Long RNA Research Advance May Lead to New Anticancer Therapies

        Scientists led by a group at the University  of Leicester say they have made a breakthrough advance that could pave a new route for the development of anticancer drugs. Ian Eperon, Ph.D., and Cyril Dominguez, Ph.D., from the University of Leicester’s Institute of Structural and Chemical Biology, and colleagues published a study (“Identification of G-Quadruplexes in Long Functional RNAs Using 7-Deazaguanine RNA”) in Nature Chemical Biology that described a new technique to analyze the RNA step in expressing our genetic code.

        “Our research aims at understanding how four-stranded RNA structures called G-quadruplexes affect cellular processes such as RNA splicing. In this research, we describe a novel method that, for the first time, allows us to show that G-quadruplexes form in long RNAs and in conditions where the splicing reaction can take place,” said Dr. Dominguez, also of the Department of Molecular and Cell Biology.

        G-quadruplexes are specific structures formed when a piece of DNA or RNA folds into a four-stranded structure. DNA G-quadruplexes have been shown to be associated with diseases such as cancer, and many small molecules called G-quadruplex binders have been developed as putative novel anticancer drugs, the best example being Quarfloxin, which reached a Phase II clinical trial. RNA G-quadruplexes are also believed to play important roles in cancers, but to date there are no straightforward methods to prove that they exist in cells. If they form and do control RNA splicing, then the design of molecules that bind them would be a new route for the development of anti-cancer drugs.
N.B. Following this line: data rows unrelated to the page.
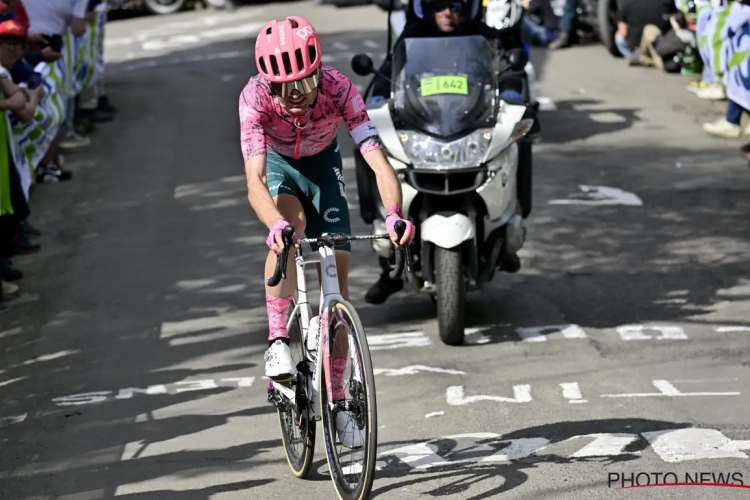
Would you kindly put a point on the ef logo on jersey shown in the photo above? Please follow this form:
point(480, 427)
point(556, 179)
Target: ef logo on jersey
point(303, 33)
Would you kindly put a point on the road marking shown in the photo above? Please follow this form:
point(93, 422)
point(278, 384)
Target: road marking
point(667, 389)
point(454, 396)
point(675, 445)
point(727, 329)
point(601, 195)
point(605, 445)
point(536, 333)
point(680, 445)
point(397, 340)
point(637, 332)
point(413, 370)
point(572, 393)
point(474, 335)
point(153, 390)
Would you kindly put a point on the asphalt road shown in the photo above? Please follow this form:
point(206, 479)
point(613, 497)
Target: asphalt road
point(620, 348)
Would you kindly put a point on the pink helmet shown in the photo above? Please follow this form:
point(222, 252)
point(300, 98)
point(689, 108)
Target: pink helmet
point(287, 50)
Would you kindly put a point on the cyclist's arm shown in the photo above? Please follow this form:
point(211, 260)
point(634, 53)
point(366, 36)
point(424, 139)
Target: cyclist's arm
point(253, 141)
point(365, 136)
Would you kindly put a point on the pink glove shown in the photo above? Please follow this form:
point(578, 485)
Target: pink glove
point(276, 229)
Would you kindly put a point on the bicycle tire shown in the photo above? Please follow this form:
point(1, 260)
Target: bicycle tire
point(363, 488)
point(299, 463)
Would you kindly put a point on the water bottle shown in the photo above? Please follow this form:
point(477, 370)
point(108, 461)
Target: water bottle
point(313, 334)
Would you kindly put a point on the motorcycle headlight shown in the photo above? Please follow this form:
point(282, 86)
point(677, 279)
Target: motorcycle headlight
point(425, 152)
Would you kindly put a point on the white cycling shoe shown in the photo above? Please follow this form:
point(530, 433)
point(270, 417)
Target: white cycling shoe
point(279, 362)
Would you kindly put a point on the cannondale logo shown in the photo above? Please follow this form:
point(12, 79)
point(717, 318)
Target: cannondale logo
point(329, 219)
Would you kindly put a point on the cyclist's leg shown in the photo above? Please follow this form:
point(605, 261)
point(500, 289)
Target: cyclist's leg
point(285, 194)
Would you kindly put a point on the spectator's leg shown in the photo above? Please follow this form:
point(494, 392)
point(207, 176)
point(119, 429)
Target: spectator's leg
point(648, 55)
point(70, 139)
point(622, 46)
point(729, 126)
point(567, 22)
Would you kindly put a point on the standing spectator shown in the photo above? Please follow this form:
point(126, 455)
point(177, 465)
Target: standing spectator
point(633, 18)
point(49, 20)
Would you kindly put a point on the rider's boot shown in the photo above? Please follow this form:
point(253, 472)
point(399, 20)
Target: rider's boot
point(279, 362)
point(349, 433)
point(385, 286)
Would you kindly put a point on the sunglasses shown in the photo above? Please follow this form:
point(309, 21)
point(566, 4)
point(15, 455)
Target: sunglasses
point(455, 7)
point(304, 86)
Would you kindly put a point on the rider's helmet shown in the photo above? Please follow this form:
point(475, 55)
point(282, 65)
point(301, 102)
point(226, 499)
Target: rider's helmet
point(504, 14)
point(288, 55)
point(469, 8)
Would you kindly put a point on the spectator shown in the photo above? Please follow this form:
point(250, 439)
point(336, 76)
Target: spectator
point(567, 26)
point(639, 23)
point(49, 20)
point(541, 24)
point(14, 207)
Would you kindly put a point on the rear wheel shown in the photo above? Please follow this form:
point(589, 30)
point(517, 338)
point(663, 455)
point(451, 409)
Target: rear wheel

        According to Dr. Eperon, “Our novel method, FOLDeR, will allow RNA scientists to investigate the existence of G-quadruplexes in physiological conditions, allowing a better understanding of their role in cellular processes. It is particularly interesting that the RNA we have been studying is one that plays an important role in some cancers. When the RNA is spliced using one set of sites, it produces a protein favoring cell survival. This is a problem for cancer treatments, many of which work by damaging growing cells in the hope that they will then die. However, when an alternative set of sites is used, the RNA produces a protein that encourages cell death. We have shown that G-quadruplexes form near the alternative sites, and our hope is that we can target these to shift splicing toward the pro-death pattern.”

    In a follow-up paper, the team will report their work on drugs that exploit this structure. “This publication is crucial for us to obtain further funding and carry on with this topic,” explained Dr. Dominguez. “Our next step is to investigate the effect of G-quadruplex binders on RNA splicing and use this knowledge to design novel drugs with a high degree of specificity for cancer cells.”